Tumor priming enhanced antitumor efficacy of doxorubicin HCl liposomes without enhancing toxicity
Partial response means >50% tumor size reduction. Progressive disease means >50% tumor size increase. Stable disease means <50% tumor size reduction or <50% tumor size increase. Mean ± S.D. NA, not applicable.

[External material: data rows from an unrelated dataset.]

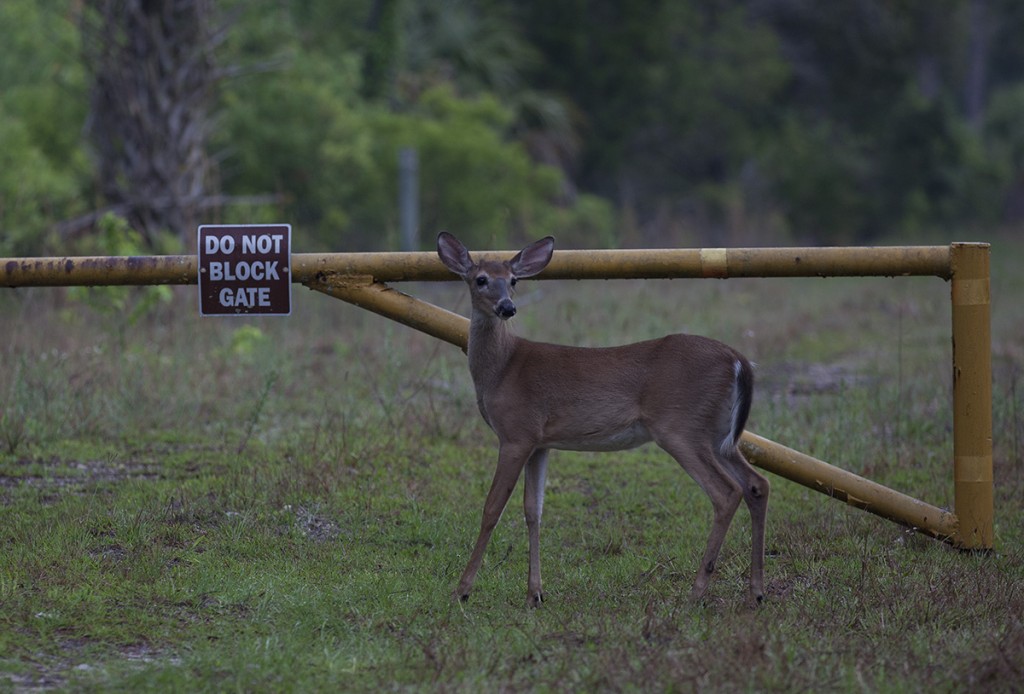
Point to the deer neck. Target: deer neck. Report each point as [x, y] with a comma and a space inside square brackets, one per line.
[491, 347]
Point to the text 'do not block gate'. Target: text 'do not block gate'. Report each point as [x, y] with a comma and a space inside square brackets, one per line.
[245, 269]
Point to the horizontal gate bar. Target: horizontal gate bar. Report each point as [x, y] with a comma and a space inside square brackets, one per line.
[643, 264]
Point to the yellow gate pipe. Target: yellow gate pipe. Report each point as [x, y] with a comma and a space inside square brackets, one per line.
[643, 264]
[846, 486]
[390, 303]
[775, 458]
[358, 277]
[972, 395]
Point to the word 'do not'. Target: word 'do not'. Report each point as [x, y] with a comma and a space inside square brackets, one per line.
[245, 270]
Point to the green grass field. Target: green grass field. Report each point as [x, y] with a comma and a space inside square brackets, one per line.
[197, 504]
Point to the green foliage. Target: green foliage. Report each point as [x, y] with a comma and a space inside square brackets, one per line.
[43, 170]
[728, 119]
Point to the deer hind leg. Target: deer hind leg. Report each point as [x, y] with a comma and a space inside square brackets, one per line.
[532, 501]
[725, 494]
[510, 464]
[756, 489]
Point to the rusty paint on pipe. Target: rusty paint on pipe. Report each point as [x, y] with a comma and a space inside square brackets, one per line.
[972, 395]
[390, 303]
[848, 487]
[643, 264]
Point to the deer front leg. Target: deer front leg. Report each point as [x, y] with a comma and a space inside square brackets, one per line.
[537, 471]
[510, 464]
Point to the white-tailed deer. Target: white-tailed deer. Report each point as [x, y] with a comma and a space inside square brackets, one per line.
[689, 394]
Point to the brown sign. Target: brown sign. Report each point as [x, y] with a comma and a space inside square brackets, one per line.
[245, 269]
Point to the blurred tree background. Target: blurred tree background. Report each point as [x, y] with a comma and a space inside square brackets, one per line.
[605, 122]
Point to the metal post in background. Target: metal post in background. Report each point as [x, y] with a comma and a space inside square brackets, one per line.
[409, 199]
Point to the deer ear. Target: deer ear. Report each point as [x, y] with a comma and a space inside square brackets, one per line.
[454, 254]
[534, 258]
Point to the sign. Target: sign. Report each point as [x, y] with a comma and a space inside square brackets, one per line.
[245, 269]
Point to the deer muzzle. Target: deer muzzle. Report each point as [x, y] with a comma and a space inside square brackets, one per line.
[505, 309]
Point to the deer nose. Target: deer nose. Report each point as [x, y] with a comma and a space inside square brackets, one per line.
[505, 309]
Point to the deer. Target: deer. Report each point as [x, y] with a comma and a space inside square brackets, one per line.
[690, 395]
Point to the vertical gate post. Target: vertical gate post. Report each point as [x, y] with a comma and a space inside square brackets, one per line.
[972, 395]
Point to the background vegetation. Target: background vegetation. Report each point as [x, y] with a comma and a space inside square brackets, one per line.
[612, 122]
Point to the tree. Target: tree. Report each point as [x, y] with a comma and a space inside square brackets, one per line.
[154, 74]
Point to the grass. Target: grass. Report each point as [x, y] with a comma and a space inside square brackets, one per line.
[285, 505]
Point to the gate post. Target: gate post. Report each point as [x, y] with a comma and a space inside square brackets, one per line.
[972, 395]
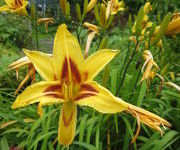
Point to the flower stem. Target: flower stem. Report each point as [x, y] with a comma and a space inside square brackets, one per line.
[126, 68]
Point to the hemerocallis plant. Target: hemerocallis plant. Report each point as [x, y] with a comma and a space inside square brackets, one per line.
[149, 63]
[174, 25]
[46, 22]
[69, 81]
[15, 6]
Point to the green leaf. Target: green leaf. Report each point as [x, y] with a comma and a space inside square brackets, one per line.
[163, 28]
[4, 144]
[85, 145]
[139, 20]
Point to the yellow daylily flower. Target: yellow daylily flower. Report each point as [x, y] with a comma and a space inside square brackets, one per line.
[174, 26]
[91, 5]
[15, 6]
[149, 63]
[46, 22]
[69, 80]
[147, 7]
[31, 70]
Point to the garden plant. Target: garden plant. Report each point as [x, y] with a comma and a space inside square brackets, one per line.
[89, 74]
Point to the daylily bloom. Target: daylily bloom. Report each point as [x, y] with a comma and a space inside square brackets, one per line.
[174, 26]
[46, 22]
[149, 63]
[91, 5]
[69, 80]
[15, 6]
[113, 7]
[31, 70]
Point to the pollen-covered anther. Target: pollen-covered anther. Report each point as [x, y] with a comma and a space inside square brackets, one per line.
[67, 90]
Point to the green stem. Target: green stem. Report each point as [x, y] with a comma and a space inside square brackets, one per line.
[135, 85]
[37, 39]
[126, 68]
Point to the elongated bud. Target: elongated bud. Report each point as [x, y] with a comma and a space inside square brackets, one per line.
[33, 11]
[103, 15]
[67, 10]
[85, 7]
[96, 13]
[111, 18]
[78, 12]
[139, 20]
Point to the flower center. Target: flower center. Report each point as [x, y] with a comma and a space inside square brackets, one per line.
[69, 90]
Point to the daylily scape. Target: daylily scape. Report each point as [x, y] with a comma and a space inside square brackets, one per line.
[68, 80]
[15, 6]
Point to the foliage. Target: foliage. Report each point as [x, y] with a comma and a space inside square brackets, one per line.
[96, 131]
[15, 30]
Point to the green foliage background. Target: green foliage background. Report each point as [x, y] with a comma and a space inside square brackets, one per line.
[92, 127]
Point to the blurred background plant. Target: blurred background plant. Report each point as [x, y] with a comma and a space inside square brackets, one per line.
[24, 129]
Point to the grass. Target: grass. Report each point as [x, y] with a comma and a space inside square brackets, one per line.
[93, 128]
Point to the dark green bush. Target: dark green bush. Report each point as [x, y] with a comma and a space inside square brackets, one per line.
[15, 29]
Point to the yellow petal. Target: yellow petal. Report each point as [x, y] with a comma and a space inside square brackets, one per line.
[4, 8]
[9, 2]
[67, 123]
[88, 43]
[30, 73]
[97, 61]
[68, 58]
[20, 62]
[42, 63]
[36, 92]
[46, 101]
[99, 98]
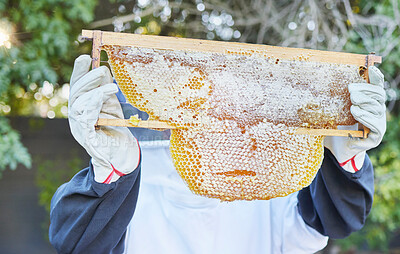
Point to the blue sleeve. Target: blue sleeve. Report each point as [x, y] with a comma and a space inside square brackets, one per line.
[91, 217]
[337, 202]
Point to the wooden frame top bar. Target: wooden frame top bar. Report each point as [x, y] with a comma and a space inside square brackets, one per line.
[101, 38]
[174, 43]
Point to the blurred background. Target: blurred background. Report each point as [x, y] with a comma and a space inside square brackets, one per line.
[39, 40]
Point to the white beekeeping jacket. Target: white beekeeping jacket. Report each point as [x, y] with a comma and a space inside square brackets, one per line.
[169, 218]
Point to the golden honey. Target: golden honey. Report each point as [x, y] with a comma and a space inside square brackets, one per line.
[237, 114]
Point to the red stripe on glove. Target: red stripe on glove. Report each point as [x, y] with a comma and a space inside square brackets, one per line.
[353, 163]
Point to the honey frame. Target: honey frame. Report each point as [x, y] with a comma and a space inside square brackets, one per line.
[100, 38]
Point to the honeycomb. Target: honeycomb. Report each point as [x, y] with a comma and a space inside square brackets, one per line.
[236, 115]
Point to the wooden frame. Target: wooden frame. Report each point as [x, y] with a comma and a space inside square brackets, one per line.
[101, 38]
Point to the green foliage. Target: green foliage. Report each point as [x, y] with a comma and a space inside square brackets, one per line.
[52, 173]
[12, 151]
[42, 48]
[384, 219]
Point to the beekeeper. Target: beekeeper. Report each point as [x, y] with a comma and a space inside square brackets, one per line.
[101, 209]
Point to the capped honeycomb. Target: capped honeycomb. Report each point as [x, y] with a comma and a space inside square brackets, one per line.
[236, 115]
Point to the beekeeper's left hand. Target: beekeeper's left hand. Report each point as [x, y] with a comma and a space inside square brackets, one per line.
[114, 150]
[368, 108]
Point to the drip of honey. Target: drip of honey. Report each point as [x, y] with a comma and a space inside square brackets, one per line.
[237, 114]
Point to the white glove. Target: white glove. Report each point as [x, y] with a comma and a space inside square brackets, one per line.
[368, 109]
[114, 150]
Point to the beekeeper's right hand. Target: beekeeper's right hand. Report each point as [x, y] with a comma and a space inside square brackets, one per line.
[114, 150]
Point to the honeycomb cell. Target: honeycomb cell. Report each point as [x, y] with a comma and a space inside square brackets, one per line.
[239, 112]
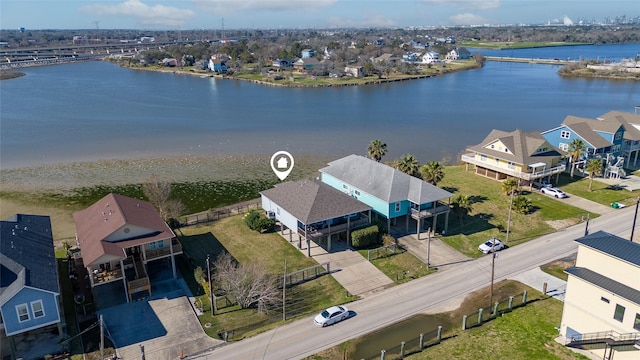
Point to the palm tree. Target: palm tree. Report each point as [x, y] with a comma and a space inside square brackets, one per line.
[594, 168]
[462, 205]
[577, 147]
[432, 172]
[408, 164]
[377, 150]
[510, 185]
[522, 205]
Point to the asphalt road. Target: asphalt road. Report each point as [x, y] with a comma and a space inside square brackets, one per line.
[434, 293]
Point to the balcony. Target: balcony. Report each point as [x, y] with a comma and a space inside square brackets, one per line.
[440, 208]
[329, 230]
[104, 276]
[529, 176]
[163, 252]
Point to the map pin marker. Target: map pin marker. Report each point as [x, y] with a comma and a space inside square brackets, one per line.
[282, 164]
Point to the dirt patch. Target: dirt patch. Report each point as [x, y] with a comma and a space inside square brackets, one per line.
[561, 224]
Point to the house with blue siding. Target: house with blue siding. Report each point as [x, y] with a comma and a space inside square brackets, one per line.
[392, 194]
[527, 157]
[29, 288]
[314, 211]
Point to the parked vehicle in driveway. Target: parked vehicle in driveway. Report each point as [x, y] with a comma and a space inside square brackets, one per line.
[491, 245]
[555, 192]
[331, 316]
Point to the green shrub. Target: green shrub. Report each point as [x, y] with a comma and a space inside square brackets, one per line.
[258, 222]
[366, 237]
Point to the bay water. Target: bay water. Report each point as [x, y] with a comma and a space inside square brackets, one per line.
[97, 110]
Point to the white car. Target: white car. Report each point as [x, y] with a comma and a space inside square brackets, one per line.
[331, 316]
[555, 192]
[490, 245]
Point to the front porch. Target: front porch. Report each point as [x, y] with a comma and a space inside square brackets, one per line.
[486, 169]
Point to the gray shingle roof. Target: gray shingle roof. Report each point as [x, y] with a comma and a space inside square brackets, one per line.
[313, 201]
[27, 253]
[522, 146]
[628, 120]
[606, 283]
[383, 181]
[612, 245]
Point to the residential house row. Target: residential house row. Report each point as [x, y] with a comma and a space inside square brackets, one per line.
[613, 137]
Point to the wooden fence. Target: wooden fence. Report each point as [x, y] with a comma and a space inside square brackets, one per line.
[220, 213]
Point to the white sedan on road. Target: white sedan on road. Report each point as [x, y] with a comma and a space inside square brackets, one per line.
[491, 245]
[331, 316]
[555, 192]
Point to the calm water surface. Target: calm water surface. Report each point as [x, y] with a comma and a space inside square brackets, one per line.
[97, 110]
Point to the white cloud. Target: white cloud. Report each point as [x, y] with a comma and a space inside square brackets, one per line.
[373, 20]
[231, 6]
[466, 4]
[467, 19]
[143, 13]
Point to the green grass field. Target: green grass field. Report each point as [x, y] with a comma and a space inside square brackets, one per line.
[490, 212]
[232, 236]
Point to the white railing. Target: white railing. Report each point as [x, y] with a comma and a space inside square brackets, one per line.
[470, 158]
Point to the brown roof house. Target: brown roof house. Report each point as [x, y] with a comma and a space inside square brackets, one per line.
[118, 237]
[314, 211]
[525, 156]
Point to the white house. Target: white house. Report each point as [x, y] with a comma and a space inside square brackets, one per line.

Vehicle, No Drug (n = 6) | Paclitaxel (n = 6) | Doxorubicin HCl Liposomes (n = 6) | Doxorubicin HCl Liposomes → Paclitaxel (n = 9) | Paclitaxel → Doxorubicin HCl Liposomes (n = 6) | |
|---|---|---|---|---|---|
| Efficacy | |||||
| Best response | |||||
| Partial response | |||||
| No. of mice (fraction) | 0 | 2 (33%) | 6 (100%) | 5 (56%) | 6 (100%) |
| Onset (median, days) | NA | 10 | 14 | 14 | 9 |
| Duration (median, days) | NA | 12 | 10 | 19 | 29 |
| Stable disease | |||||
| No. of mice (fraction) | 0 | 4 (67%) | 0 | 0 | 0 |
| Duration (median, days) | NA | 17 | NA | NA | NA |
| Progressive disease | |||||
| No. of mice (fraction) | 6 (100%) | 0 | 0 | 0 | 0 |
| Maximal tumor size reduction (%) | None | 15 ± 48 | 74 ± 15 | 89 ± 6 | 95 ± 1* |
| Median survival time (days) | 22.5 | 42 | 63 | 65 | 78* |
| Gross toxicity | |||||
| Maximal body weight loss (%) | 4 ± 1 | 4 ± 3 | 27 ± 5 | 28 ± 5 | 24 ± 6† |
| Lethality, no. of mice (fraction) | 0 | 0 | 0 | 4 (44%) | 0 |
↵* p < 0.05 compared with all other groups; repeated measures ANOVA for tumor growth curves, Wilcoxon signed rank test for animal survival among treatment groups.
↵† p < 0.05 compared with vehicle, no drug, paclitaxel, and doxorubicin HCl liposomes → paclitaxel groups. No significant differences compared with doxorubicin HCl liposome group, repeated measures ANOVA.